Next year will be a big year for the South African retirement industry as retirement funds have until 1 March 2019 to comply with the default regulations which have been introduced in the industry. But is the industry prepared for the level of compliance that will be required of them from industry regulators? This was a topic that was recently discussed at a roundtable hosted by Sanlam EB.
A matter of confusion
While there are a lot of pension funds that are putting systems in place to comply with the new Default Regulations, there are some pension funds who are dragging their feet and will be cutting it fine when it comes to compliance.
“My feeling is that Boards of Trustees were just overwhelmed when it comes to the default options part of the Default Regulations,” said Barend la Grange, Head of Individual Member Support at Sanlam EB. “This is something new and not what they would have had to consider in the past. The Draft Criteria for Living Annuities that was issued by the Financial Sector Conduct Authority (FSCA) in November has shed even more uncertainty in the industry regarding drawdown rates which in our view might not be implementable as is,” said La Grange.
The problem seems to be related to Regulation 39 of the Draft Criteria which relates to clients who have living annuities as part of their default annuity strategy. Within the regulation there are tables that split individuals according to specific criteria such as age, gender and marital status.

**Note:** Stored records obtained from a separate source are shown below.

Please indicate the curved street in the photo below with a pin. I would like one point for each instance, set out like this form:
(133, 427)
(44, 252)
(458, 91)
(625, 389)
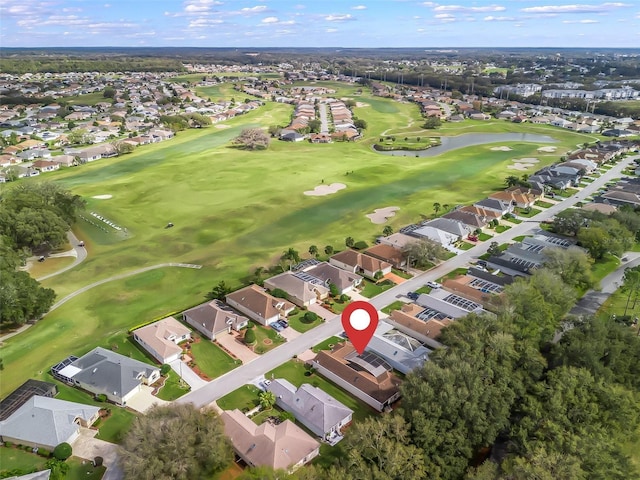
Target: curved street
(270, 360)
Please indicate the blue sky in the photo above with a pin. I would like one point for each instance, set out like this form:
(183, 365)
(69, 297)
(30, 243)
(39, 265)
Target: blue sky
(319, 23)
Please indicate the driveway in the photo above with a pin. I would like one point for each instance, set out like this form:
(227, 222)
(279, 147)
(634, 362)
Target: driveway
(88, 447)
(593, 299)
(144, 400)
(236, 346)
(187, 374)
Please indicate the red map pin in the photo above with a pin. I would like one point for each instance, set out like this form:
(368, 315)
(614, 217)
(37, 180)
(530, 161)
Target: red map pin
(360, 320)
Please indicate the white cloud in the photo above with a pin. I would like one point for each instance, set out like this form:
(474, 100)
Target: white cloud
(575, 8)
(491, 18)
(460, 8)
(339, 17)
(251, 10)
(580, 21)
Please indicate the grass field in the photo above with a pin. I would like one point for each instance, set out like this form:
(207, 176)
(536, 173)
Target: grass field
(211, 359)
(236, 210)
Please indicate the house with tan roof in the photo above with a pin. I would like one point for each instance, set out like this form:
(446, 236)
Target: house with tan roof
(366, 376)
(328, 274)
(214, 318)
(300, 290)
(388, 254)
(422, 323)
(257, 304)
(161, 339)
(284, 446)
(361, 263)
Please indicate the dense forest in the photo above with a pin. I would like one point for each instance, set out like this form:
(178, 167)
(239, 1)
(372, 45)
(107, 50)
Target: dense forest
(33, 216)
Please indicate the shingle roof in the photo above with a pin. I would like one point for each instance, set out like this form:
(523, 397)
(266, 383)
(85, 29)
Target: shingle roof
(314, 408)
(259, 301)
(214, 317)
(110, 372)
(276, 446)
(46, 421)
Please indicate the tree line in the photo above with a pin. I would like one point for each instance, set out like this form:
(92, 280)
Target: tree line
(33, 216)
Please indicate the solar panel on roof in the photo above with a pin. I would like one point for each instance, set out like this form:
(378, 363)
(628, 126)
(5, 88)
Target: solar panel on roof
(462, 302)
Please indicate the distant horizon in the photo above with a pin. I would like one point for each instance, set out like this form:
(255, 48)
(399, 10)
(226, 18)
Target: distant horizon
(303, 24)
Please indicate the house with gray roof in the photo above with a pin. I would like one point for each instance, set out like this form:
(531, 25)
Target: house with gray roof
(300, 289)
(105, 372)
(47, 422)
(315, 409)
(401, 351)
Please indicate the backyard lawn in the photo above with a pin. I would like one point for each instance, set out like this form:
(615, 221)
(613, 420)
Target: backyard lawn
(328, 344)
(211, 359)
(238, 210)
(294, 371)
(298, 323)
(173, 388)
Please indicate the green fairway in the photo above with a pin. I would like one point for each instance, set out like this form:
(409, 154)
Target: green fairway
(235, 210)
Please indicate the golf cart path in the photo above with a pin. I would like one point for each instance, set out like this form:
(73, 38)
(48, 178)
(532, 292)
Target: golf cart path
(71, 296)
(80, 256)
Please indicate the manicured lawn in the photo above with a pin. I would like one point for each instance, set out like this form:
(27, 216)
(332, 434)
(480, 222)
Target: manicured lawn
(466, 246)
(211, 359)
(326, 344)
(298, 323)
(13, 458)
(273, 339)
(83, 469)
(372, 289)
(173, 388)
(604, 267)
(50, 265)
(400, 273)
(294, 371)
(397, 305)
(238, 210)
(244, 398)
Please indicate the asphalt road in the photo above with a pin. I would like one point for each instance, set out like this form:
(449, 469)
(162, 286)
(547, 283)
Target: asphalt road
(236, 378)
(593, 299)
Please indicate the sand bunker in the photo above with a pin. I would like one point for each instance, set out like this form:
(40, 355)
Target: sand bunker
(547, 149)
(380, 215)
(322, 190)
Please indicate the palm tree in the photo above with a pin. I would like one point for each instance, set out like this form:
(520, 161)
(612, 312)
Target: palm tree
(511, 181)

This individualisation will be used to calculate a sustainable income for that individual and that sustainable income will govern the drawdown rate.
“It is this confusion that needs to be clarified with the FSCA,” said La Grange.

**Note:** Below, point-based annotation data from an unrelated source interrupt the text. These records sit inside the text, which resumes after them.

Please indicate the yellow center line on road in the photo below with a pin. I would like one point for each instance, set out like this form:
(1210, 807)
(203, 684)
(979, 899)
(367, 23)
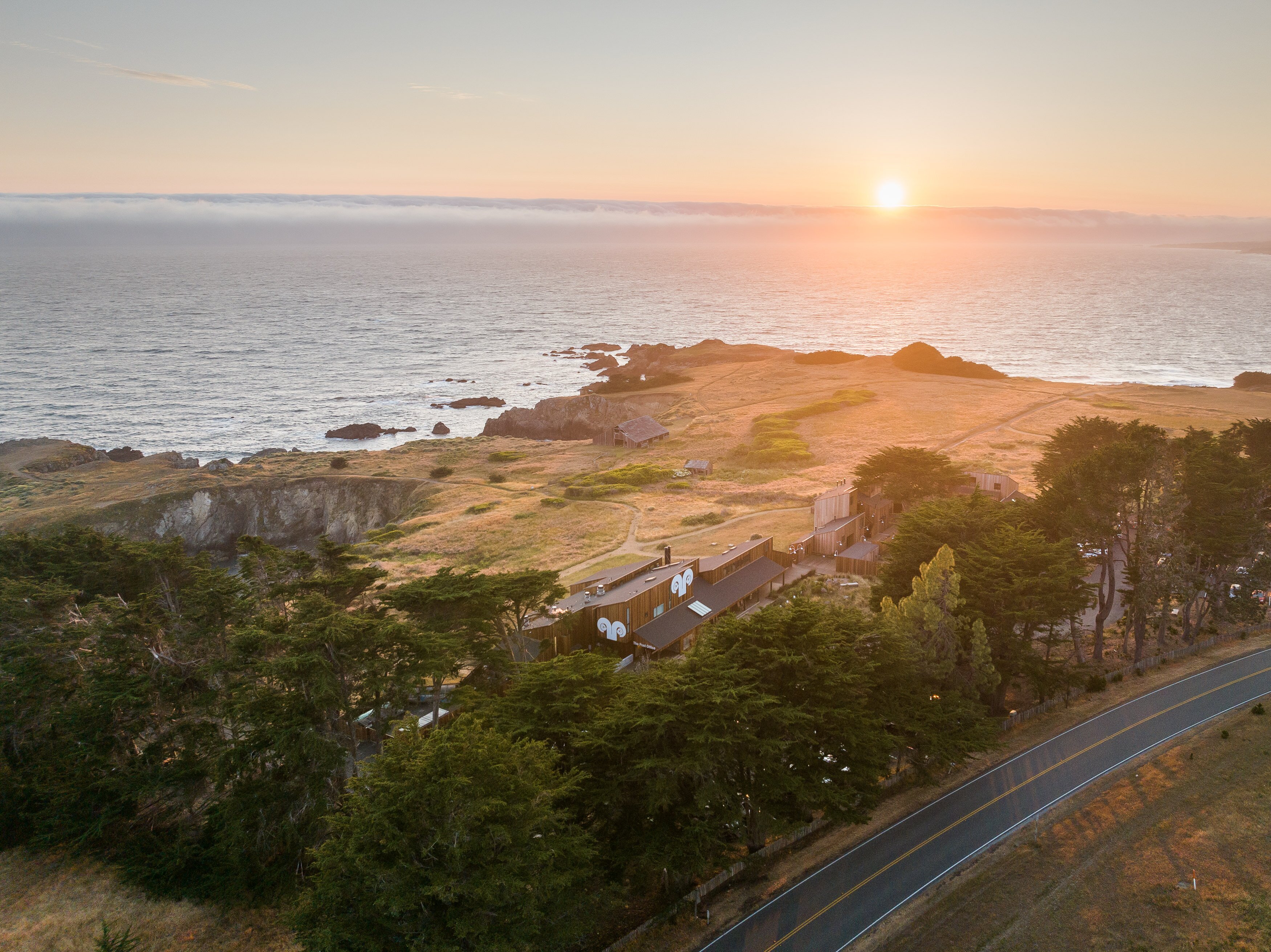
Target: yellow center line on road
(1001, 796)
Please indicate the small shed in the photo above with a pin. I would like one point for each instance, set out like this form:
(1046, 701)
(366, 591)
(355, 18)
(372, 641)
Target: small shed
(641, 431)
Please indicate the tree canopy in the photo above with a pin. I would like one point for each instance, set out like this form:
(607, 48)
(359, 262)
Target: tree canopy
(908, 475)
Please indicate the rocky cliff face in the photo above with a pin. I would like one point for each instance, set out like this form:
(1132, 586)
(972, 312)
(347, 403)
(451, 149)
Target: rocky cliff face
(562, 419)
(281, 512)
(650, 359)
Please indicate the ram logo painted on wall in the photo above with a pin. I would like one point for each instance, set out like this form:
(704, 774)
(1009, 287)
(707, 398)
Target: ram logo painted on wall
(613, 631)
(682, 583)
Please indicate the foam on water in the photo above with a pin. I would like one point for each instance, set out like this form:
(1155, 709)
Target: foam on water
(223, 351)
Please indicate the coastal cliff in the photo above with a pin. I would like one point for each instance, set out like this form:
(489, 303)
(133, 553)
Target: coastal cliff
(281, 512)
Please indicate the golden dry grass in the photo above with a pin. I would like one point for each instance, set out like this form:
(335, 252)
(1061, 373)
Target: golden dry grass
(1108, 874)
(996, 425)
(783, 527)
(51, 904)
(739, 899)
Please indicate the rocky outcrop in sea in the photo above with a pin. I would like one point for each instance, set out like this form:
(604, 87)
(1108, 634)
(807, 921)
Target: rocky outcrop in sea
(365, 431)
(561, 419)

One of the real dangers that the industry faces is that trustees may very well fall into a tick box approach when it comes to compliance with the new regulation.

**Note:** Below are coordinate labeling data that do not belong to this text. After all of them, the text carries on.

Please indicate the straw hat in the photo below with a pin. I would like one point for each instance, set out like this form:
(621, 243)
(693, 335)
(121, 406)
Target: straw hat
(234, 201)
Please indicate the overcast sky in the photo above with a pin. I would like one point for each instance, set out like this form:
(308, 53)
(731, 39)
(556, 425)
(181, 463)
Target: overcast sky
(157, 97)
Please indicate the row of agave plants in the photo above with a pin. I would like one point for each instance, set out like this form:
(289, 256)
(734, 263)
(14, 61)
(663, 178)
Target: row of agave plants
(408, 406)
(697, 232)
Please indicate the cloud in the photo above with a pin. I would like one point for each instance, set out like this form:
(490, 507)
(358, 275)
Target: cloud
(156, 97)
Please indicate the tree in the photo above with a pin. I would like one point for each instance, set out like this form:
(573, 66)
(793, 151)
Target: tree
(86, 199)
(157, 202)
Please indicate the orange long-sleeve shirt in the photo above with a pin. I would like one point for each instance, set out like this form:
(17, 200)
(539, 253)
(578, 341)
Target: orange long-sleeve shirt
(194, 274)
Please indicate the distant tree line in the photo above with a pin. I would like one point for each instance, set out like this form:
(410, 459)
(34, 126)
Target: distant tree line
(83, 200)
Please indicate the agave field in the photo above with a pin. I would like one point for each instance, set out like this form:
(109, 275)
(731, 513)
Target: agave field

“A lot of the Draft Regulation is open to interpretation and trustees have underestimated the amount of work that is involved when it comes to implementation, so there will be a rush. The industry is aware that the FSCA wants to move away from a tick box approach to compliance, but when the backs of trustees are up against the wall and there is only one meeting between now and 1 March 2019, there is the temptation to fall into the tick box approach and then rectify it later,” said David Gluckman, Head of Special Projects at Sanlam EB.